《MUMEI》
ストーカーの謎
「とりあえず、落ち着いて。ストーカーについて、もっと詳しく教えてくれないか?」

「助けてくれるんですか?」


奈都は震えながら俺を見つめた。


その目は真っ赤になっていた。


(別に助ける義理は無いけど)


普通は、こんなに困っている人間の必死な訴えを無視できないと思った。


「…助けられるかはわからないけど、…とにかく、話してみて」


俺は、奈都をベッドに座らせ、自分は椅子を持ってきて向かい側に座った。


そして、奈都が落ち着くのを待った。


やがて奈都はゆっくりと、ここ数日あった出来事について語り始めた。


俺のファンクラブが奈都に行ったいじめは、大蔵先輩が見たもの以外は、無視するとか、睨みつけるとか、陰口を言うという、奈都にとっては大した事では無かったらしい。

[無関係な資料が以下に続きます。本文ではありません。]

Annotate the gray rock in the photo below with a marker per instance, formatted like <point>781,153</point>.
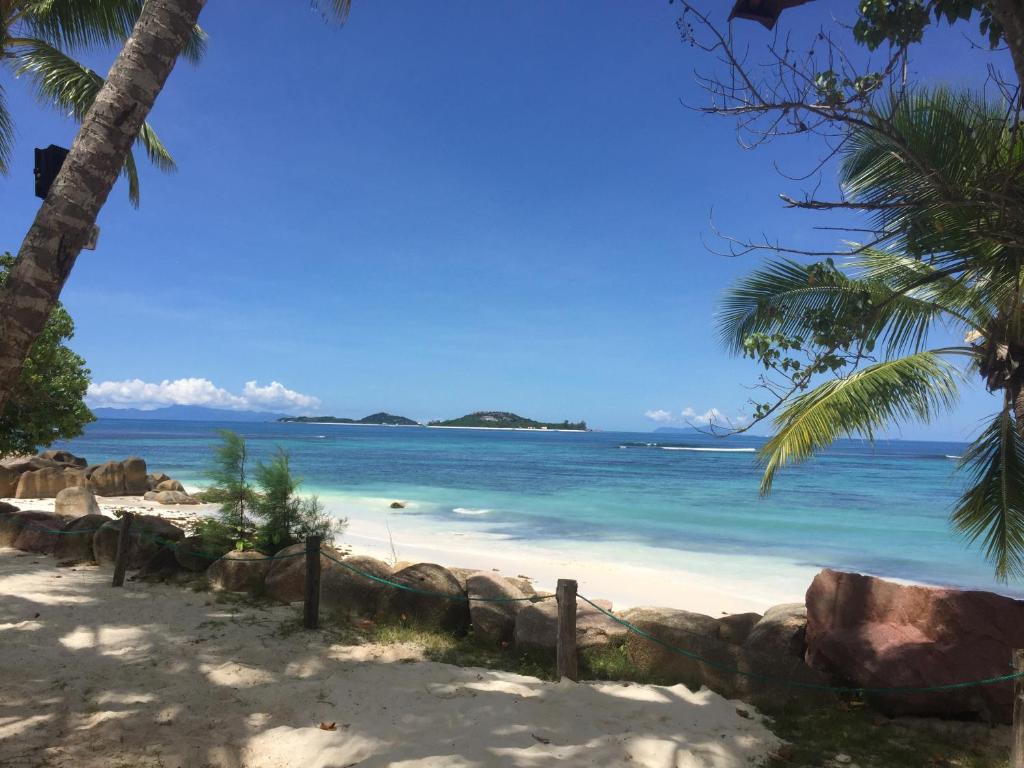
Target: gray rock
<point>286,581</point>
<point>780,633</point>
<point>239,571</point>
<point>107,478</point>
<point>65,457</point>
<point>449,612</point>
<point>135,476</point>
<point>8,482</point>
<point>537,626</point>
<point>76,502</point>
<point>47,482</point>
<point>145,539</point>
<point>169,497</point>
<point>728,669</point>
<point>30,464</point>
<point>736,628</point>
<point>35,531</point>
<point>192,554</point>
<point>346,594</point>
<point>75,542</point>
<point>494,622</point>
<point>170,484</point>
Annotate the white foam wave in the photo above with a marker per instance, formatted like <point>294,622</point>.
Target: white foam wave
<point>709,451</point>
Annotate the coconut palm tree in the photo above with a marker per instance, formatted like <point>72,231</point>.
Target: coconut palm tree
<point>845,350</point>
<point>111,126</point>
<point>38,42</point>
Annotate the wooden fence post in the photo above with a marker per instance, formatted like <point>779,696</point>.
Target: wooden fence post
<point>310,609</point>
<point>1017,742</point>
<point>124,539</point>
<point>566,662</point>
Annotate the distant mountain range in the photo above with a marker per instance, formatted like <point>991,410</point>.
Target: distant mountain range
<point>382,418</point>
<point>506,420</point>
<point>184,413</point>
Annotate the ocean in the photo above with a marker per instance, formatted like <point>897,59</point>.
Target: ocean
<point>644,499</point>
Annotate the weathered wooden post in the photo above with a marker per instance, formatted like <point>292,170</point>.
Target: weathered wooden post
<point>310,608</point>
<point>124,539</point>
<point>1017,742</point>
<point>566,660</point>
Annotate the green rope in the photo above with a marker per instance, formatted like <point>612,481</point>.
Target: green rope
<point>173,546</point>
<point>796,683</point>
<point>54,531</point>
<point>431,593</point>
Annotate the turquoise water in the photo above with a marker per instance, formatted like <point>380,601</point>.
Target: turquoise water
<point>882,510</point>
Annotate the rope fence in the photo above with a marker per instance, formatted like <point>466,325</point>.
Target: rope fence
<point>566,654</point>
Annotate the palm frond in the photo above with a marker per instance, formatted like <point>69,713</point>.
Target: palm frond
<point>130,172</point>
<point>953,161</point>
<point>777,297</point>
<point>992,509</point>
<point>971,301</point>
<point>911,388</point>
<point>337,8</point>
<point>80,25</point>
<point>64,83</point>
<point>6,134</point>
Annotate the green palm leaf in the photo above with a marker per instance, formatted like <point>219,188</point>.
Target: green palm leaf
<point>911,388</point>
<point>6,133</point>
<point>62,82</point>
<point>992,509</point>
<point>944,170</point>
<point>777,298</point>
<point>80,25</point>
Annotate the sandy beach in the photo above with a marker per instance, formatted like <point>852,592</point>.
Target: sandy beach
<point>157,675</point>
<point>695,585</point>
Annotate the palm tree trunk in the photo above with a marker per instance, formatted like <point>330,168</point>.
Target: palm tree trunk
<point>1018,401</point>
<point>1010,13</point>
<point>67,216</point>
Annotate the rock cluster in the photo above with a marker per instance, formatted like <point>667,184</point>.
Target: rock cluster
<point>44,476</point>
<point>872,633</point>
<point>854,630</point>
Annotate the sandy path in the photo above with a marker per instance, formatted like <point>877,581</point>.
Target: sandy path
<point>156,675</point>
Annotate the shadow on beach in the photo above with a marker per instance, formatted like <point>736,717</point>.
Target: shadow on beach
<point>157,675</point>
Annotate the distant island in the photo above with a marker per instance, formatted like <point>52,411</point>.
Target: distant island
<point>382,418</point>
<point>184,413</point>
<point>506,420</point>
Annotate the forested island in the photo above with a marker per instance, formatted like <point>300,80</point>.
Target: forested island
<point>382,418</point>
<point>506,420</point>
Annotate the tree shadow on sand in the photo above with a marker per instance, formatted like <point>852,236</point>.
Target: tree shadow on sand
<point>157,675</point>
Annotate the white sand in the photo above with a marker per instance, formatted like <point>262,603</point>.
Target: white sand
<point>696,583</point>
<point>155,675</point>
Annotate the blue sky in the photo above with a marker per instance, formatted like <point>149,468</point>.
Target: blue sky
<point>435,209</point>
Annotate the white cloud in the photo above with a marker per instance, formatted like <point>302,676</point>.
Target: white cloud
<point>194,391</point>
<point>659,416</point>
<point>691,417</point>
<point>712,416</point>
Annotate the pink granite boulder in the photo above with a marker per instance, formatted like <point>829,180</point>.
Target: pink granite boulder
<point>873,633</point>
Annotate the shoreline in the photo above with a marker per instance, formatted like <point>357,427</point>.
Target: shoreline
<point>430,426</point>
<point>643,577</point>
<point>155,674</point>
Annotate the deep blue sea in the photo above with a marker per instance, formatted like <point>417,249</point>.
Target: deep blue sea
<point>881,509</point>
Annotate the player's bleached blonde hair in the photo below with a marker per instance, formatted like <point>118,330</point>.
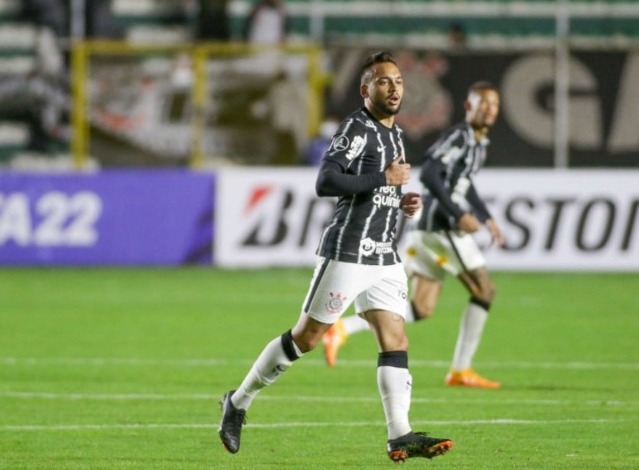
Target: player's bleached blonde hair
<point>372,60</point>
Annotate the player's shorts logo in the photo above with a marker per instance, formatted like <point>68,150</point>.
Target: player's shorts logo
<point>367,246</point>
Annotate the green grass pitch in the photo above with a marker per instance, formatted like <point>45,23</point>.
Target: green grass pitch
<point>123,368</point>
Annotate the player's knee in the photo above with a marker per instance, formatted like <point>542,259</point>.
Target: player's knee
<point>485,292</point>
<point>422,310</point>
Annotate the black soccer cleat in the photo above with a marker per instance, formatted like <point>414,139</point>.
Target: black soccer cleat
<point>417,444</point>
<point>231,426</point>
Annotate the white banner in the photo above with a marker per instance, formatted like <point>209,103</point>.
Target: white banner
<point>552,219</point>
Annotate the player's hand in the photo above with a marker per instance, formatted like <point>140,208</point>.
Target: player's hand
<point>410,204</point>
<point>468,223</point>
<point>495,232</point>
<point>398,172</point>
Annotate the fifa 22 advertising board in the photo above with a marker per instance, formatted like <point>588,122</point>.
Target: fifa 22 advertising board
<point>552,220</point>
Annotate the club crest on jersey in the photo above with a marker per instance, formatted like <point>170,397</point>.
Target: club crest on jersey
<point>356,147</point>
<point>335,303</point>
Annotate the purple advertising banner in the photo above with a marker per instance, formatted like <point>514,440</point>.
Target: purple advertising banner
<point>114,217</point>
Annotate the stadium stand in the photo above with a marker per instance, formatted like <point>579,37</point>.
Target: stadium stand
<point>487,24</point>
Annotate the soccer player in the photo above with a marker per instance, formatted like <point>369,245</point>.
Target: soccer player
<point>443,242</point>
<point>357,262</point>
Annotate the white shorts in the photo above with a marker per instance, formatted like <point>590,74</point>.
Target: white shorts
<point>433,254</point>
<point>335,285</point>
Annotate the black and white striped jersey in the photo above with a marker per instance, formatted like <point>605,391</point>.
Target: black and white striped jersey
<point>447,172</point>
<point>363,226</point>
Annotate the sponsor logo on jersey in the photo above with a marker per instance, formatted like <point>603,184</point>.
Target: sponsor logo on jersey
<point>369,247</point>
<point>341,143</point>
<point>387,196</point>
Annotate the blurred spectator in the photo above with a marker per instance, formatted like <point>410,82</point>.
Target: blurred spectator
<point>267,23</point>
<point>457,37</point>
<point>320,144</point>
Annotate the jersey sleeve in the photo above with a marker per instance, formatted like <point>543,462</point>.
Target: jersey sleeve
<point>432,177</point>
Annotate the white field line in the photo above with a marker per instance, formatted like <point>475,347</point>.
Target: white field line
<point>152,426</point>
<point>297,398</point>
<point>414,363</point>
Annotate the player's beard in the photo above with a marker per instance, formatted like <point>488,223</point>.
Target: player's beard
<point>388,109</point>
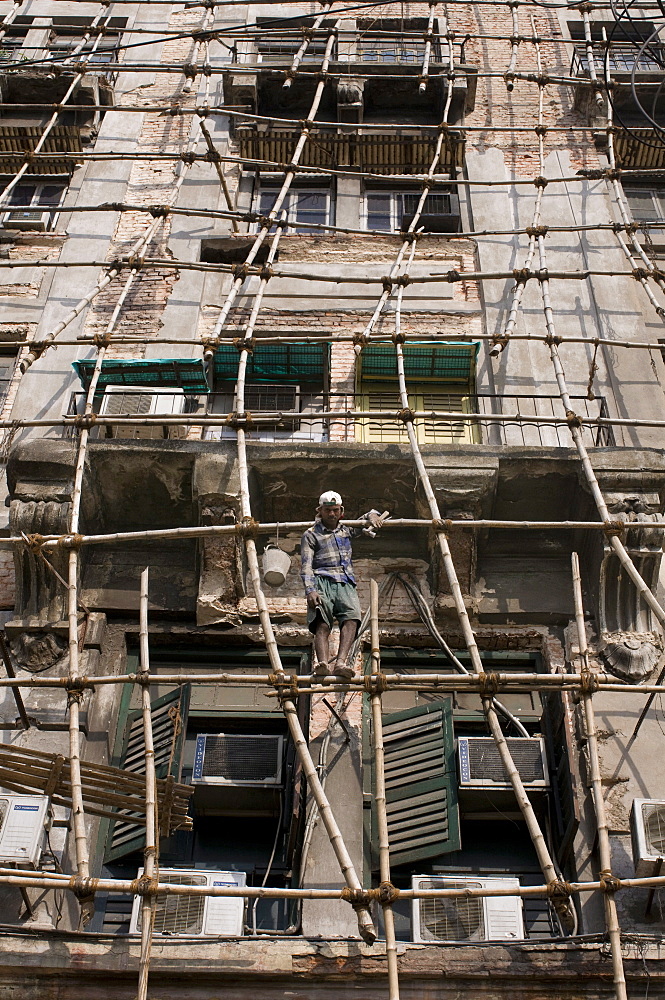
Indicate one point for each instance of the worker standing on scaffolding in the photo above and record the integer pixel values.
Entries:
(330, 586)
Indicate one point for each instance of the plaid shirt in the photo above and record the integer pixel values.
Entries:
(327, 553)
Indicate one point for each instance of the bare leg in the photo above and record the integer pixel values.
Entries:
(321, 636)
(347, 633)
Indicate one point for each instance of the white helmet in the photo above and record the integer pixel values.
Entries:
(330, 499)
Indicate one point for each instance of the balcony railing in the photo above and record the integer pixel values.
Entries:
(366, 418)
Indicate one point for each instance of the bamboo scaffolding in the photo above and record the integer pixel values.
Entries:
(365, 925)
(380, 795)
(305, 684)
(52, 880)
(609, 902)
(103, 13)
(150, 854)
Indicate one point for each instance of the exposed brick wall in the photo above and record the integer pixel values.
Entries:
(7, 579)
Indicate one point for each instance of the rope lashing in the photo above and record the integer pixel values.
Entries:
(589, 683)
(245, 344)
(358, 898)
(376, 683)
(248, 528)
(84, 421)
(144, 886)
(488, 684)
(387, 893)
(559, 891)
(84, 888)
(609, 882)
(34, 542)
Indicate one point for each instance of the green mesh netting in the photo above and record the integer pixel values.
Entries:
(176, 373)
(274, 363)
(450, 361)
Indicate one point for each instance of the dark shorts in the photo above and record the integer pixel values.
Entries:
(338, 601)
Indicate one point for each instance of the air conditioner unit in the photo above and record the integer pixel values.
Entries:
(480, 765)
(143, 401)
(23, 820)
(195, 916)
(238, 760)
(647, 831)
(36, 220)
(471, 918)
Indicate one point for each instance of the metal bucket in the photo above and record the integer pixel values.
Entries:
(276, 564)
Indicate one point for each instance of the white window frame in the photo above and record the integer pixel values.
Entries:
(290, 203)
(396, 210)
(49, 213)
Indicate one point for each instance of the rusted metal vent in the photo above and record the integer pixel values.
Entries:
(481, 767)
(223, 759)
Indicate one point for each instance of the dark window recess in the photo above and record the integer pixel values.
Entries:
(301, 205)
(561, 753)
(421, 784)
(33, 204)
(394, 211)
(232, 250)
(647, 204)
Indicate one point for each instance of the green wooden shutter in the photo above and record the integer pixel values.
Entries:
(421, 783)
(169, 720)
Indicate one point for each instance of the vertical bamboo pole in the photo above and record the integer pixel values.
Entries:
(150, 852)
(380, 794)
(609, 902)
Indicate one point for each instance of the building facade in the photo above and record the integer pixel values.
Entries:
(411, 253)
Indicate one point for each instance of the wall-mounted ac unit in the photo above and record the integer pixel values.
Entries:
(195, 916)
(480, 765)
(647, 831)
(143, 401)
(23, 821)
(471, 918)
(238, 760)
(36, 221)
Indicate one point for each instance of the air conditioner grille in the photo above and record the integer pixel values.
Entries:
(654, 828)
(485, 762)
(179, 914)
(444, 919)
(241, 758)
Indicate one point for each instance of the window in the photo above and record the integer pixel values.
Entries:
(281, 379)
(451, 810)
(39, 198)
(393, 211)
(625, 50)
(247, 786)
(438, 379)
(303, 204)
(647, 204)
(391, 50)
(65, 39)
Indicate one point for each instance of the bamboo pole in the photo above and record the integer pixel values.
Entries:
(380, 796)
(53, 880)
(609, 902)
(150, 863)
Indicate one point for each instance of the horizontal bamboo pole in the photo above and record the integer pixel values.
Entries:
(512, 682)
(53, 880)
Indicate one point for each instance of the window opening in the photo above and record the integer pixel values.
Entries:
(41, 198)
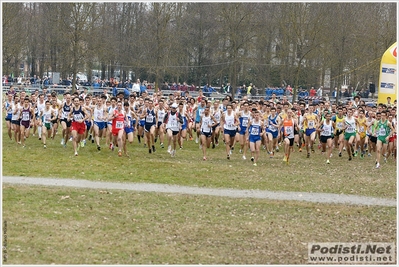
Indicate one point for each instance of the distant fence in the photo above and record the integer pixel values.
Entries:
(61, 89)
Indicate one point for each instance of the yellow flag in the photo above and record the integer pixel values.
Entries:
(387, 86)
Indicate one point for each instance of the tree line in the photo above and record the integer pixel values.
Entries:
(268, 44)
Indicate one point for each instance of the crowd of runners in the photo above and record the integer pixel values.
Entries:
(352, 129)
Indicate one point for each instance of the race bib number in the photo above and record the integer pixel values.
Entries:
(149, 118)
(255, 131)
(289, 131)
(25, 116)
(350, 129)
(119, 125)
(77, 117)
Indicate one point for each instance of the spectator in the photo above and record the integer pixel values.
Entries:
(249, 88)
(136, 87)
(312, 91)
(320, 91)
(114, 90)
(143, 88)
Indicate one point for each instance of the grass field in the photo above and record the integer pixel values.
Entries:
(92, 227)
(187, 168)
(118, 227)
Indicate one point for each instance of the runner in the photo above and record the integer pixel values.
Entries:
(339, 121)
(326, 131)
(26, 119)
(160, 130)
(289, 124)
(254, 132)
(171, 120)
(40, 107)
(89, 121)
(7, 107)
(151, 121)
(99, 117)
(350, 132)
(198, 111)
(272, 130)
(229, 124)
(384, 131)
(216, 112)
(244, 117)
(54, 122)
(130, 126)
(109, 135)
(64, 112)
(361, 133)
(78, 115)
(207, 122)
(183, 129)
(118, 119)
(15, 119)
(310, 123)
(45, 118)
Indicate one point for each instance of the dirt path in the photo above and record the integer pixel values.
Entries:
(235, 193)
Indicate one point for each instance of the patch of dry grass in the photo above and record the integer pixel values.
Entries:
(117, 227)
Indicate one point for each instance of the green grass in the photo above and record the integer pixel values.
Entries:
(118, 227)
(187, 168)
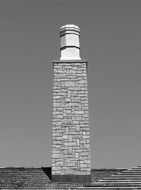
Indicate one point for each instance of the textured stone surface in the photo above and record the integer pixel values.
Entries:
(70, 129)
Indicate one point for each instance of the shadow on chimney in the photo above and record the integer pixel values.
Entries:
(47, 171)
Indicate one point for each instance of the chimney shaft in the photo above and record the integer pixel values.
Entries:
(71, 160)
(70, 45)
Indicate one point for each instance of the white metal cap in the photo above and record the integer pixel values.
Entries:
(70, 45)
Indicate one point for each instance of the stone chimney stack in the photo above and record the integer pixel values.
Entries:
(71, 161)
(70, 45)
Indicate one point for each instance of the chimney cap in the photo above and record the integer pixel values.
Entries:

しかし、奈都を悩ませたのは、丁度俺が修学旅行に行く前の晩から毎晩続く無言電話や


下駄箱に入っている自分の写真の切り抜き


そして、帰り道に感じる視線だったという。


「母親に迎えに来てもらわなかったのか?」

「すぐ、頼んだんですが…」


奈都は、一旦言葉を切り、周囲を警戒するように小さな声で衝撃的な内容を語った。